If your local server sets X-Frame-Options: DENY or a restrictive frame-ancestors, the iframe will refuse to load. Adjust the dev server config to allow framing during development.
Good for
- Trying out a local build against the Simulator's mocked host (products, player data, entry payload) without uploading
- Exercising the checklist against changes you haven't shipped yet
- Sharing a repeatable test harness across developers without each person needing a sandbox user
Not good for
- Testing inside the real Jest.com shell — use the hosted emulator for that
- Validating an uploaded build with a live platform — use sandbox users
- Day-to-day local iteration where the in-game
JestSDKdebug menu is enough — use local mocks
Reading the checklist
The Simulator evaluates a set of rules against the SDK activity it observes. Each rule has one of four states:
- Pass — the rule saw what it expected.
- Warn — not broken, but worth improving (for example, all notifications use the same body, or bodies contain emoji that may not render on SMS).
- Fail — a clear problem that will block review (for example, logging in an already-registered player, or never calling
GetIncompletePurchasesafter a meaningful amount of startup traffic). - Waiting — the rule has not seen enough activity to judge yet. This is the default before you exercise the relevant flow and is not a failure on its own.
Rules cover four areas: user management (SDK initialization, login, guest data), notifications (scheduling window, customization, asset references, body length, charset), purchases (catalog fetch, purchase start, recovering incomplete purchases), and referrals.

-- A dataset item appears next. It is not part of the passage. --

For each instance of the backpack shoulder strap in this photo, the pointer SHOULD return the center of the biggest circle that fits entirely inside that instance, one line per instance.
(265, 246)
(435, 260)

The checklist is a guide, not a gate. Some rules remain in Waiting for legitimate reasons — for example, the recovered-purchase rule stays in "Waiting" unless you enable seeded incomplete purchases in the config panel and exercise the flow.
Configure the mocked host
The Simulator's right-hand Config panel lets you set up mocked platform state for the session:
- Player — toggle registration, edit username/avatar, log out to restart as a guest.
- Entry payload — edit the payload the game receives on startup. Changes reload the iframe so the game re-runs initialization.
- Player data — pre-seed player data, or pull the current in-game state into the editor with Use live state.
- Notification assets — register known asset references so the checklist can validate them.
- Purchases — configure products, choose canned responses for
BeginPurchase/CompletePurchase, toggle seeded incomplete purchases for recovery testing. - Referrals — seed referral entries for
GetReferrals.
Everything in the Config panel is in-session only. Nothing here writes back to the platform.